Home English Flying J Fuel Rebate Convictions Overturned by the Appeals Court

Flying J Fuel Rebate Convictions Overturned by the Appeals Court

by Punjabi Trucking

Originally convicted of conspiracy, wire fraud, and witness tampering, former Flying J President Mark Hazelwood and two of his staff members are now free after a Tennessee court threw out their convictions, ruling that a secret audio recording of Hazelwood using racial slurs should not have been heard during his trial.

The U.S. Court of Appeals for the 6th Circuit ruled 2-1 to overturn the conviction of Hazelwood, former Vice President Scott Wombold, and former regional account representative Heather Jones.
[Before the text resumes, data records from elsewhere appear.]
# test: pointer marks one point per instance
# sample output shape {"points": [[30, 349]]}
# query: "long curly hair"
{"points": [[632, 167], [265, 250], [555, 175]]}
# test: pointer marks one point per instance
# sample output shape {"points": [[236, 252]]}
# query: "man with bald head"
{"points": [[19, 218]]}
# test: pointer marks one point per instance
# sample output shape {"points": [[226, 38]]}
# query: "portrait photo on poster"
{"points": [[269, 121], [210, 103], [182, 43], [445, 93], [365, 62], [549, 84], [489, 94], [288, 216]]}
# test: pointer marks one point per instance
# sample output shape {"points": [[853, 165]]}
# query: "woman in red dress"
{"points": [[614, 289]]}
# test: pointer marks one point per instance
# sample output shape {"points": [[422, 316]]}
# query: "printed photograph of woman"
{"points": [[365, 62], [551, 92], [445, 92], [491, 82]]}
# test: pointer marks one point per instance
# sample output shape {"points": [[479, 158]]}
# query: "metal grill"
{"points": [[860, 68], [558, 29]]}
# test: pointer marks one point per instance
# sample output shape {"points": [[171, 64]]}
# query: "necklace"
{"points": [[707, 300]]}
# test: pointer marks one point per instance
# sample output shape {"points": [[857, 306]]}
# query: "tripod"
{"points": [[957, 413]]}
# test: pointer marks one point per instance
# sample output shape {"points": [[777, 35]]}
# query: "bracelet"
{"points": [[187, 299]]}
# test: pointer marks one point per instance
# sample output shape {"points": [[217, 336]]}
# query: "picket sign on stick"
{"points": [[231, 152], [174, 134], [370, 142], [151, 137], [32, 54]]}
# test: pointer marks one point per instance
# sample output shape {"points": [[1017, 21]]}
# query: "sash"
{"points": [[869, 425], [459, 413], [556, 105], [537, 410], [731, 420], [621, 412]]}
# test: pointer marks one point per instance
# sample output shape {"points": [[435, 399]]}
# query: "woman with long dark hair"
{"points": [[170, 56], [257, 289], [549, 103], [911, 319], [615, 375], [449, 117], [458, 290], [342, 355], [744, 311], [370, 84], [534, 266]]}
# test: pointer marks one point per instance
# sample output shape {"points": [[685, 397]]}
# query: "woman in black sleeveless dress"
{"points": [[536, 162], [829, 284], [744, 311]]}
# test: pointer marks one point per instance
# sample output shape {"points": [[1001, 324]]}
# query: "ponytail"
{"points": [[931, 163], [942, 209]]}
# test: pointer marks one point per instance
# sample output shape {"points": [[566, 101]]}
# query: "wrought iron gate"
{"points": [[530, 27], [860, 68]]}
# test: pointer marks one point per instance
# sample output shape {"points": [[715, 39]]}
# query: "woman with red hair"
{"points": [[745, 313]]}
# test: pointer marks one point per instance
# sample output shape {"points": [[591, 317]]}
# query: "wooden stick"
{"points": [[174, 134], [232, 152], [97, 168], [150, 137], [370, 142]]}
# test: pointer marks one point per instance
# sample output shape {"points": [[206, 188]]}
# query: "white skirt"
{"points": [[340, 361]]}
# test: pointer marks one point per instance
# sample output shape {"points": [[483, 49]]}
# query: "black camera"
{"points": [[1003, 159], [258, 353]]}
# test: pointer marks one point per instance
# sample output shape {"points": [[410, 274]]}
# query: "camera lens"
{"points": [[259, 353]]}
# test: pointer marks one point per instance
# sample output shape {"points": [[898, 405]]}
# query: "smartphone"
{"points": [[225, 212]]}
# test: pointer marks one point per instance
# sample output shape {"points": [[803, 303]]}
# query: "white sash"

The three had been found guilty in 2018 of a scheme that involved falsely promising fuel rebates and believing that truckers would be “too unsophisticated to catch on.”

The majority opinion in the appeal said, “The use of the audio recordings, in this case, jumped the rails of (federal) rules. Even if somehow otherwise admissible, the recordings are a textbook violation of (federal rules) because of the risk of unfair prejudice eviscerates any purported probative value.”
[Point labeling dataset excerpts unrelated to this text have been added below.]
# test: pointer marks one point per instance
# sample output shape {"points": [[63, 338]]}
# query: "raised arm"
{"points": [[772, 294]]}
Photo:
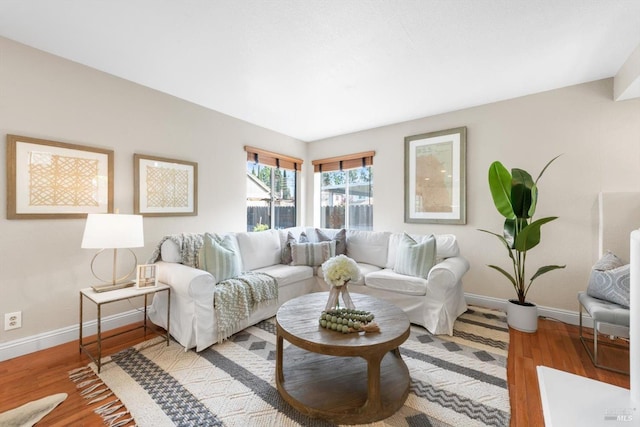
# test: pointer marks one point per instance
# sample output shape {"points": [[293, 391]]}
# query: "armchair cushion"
{"points": [[610, 280]]}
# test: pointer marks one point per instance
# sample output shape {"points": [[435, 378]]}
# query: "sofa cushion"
{"points": [[259, 248], [285, 257], [389, 280], [364, 270], [312, 254], [340, 238], [287, 274], [170, 252], [220, 256], [369, 247], [415, 259], [446, 246]]}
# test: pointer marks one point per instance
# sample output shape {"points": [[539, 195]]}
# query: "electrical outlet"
{"points": [[12, 320]]}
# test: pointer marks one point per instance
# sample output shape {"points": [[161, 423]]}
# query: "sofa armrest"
{"points": [[185, 281], [448, 273]]}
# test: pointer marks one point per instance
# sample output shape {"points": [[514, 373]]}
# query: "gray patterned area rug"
{"points": [[455, 381]]}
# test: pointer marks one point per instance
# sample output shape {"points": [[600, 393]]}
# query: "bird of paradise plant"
{"points": [[515, 196]]}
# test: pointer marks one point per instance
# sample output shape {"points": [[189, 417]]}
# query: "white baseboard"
{"points": [[566, 316], [34, 343], [26, 345]]}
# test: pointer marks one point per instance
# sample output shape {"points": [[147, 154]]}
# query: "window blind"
{"points": [[269, 158], [350, 161]]}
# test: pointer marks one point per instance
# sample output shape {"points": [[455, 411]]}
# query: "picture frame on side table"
{"points": [[435, 177], [55, 180], [164, 187], [146, 276]]}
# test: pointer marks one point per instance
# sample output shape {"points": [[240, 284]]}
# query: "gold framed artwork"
{"points": [[164, 187], [50, 179], [146, 276], [435, 175]]}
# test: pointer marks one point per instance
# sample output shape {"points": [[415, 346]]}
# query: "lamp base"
{"points": [[111, 286]]}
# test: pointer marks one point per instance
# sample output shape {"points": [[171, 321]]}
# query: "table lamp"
{"points": [[113, 231]]}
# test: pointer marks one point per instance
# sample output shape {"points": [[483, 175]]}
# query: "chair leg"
{"points": [[594, 356]]}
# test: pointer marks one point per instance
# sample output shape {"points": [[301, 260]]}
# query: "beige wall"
{"points": [[600, 145], [42, 266]]}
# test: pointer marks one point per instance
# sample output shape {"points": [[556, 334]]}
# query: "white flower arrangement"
{"points": [[339, 270]]}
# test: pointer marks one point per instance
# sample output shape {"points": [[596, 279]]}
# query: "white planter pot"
{"points": [[523, 318]]}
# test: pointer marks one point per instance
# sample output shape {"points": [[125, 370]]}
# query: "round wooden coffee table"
{"points": [[345, 378]]}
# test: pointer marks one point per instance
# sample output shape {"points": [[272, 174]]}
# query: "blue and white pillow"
{"points": [[610, 280], [220, 256]]}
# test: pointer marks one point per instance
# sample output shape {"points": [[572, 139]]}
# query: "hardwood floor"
{"points": [[555, 345]]}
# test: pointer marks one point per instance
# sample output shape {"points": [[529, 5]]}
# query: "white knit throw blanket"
{"points": [[235, 299], [189, 245]]}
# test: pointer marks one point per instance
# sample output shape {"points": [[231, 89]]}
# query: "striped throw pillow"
{"points": [[415, 259], [312, 254], [220, 256]]}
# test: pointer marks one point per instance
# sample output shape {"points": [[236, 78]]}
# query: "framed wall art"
{"points": [[164, 187], [50, 180], [434, 184]]}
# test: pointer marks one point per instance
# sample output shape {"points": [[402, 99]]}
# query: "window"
{"points": [[271, 190], [346, 191]]}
The judge in the original case allowed the recordings as a rebuttal to a defense argument that claimed Hazelwood was too smart to engage in something illegal. The audio reveals Hazelwood asking, “Where’s our greasy (racial slur) song” and then singing along with other employees to the racist lyrics of a county-western song.

The fuel rebate scandal first surfaced in 2013 when the FBI and IRS served search warrants on the truck stop’s corporate headquarters in Knoxville, Tennessee. Pilot Flying J settled with the U.S. Justice Department in 2014 for $92 million. Hazelwood was sentenced to 12 years in prison.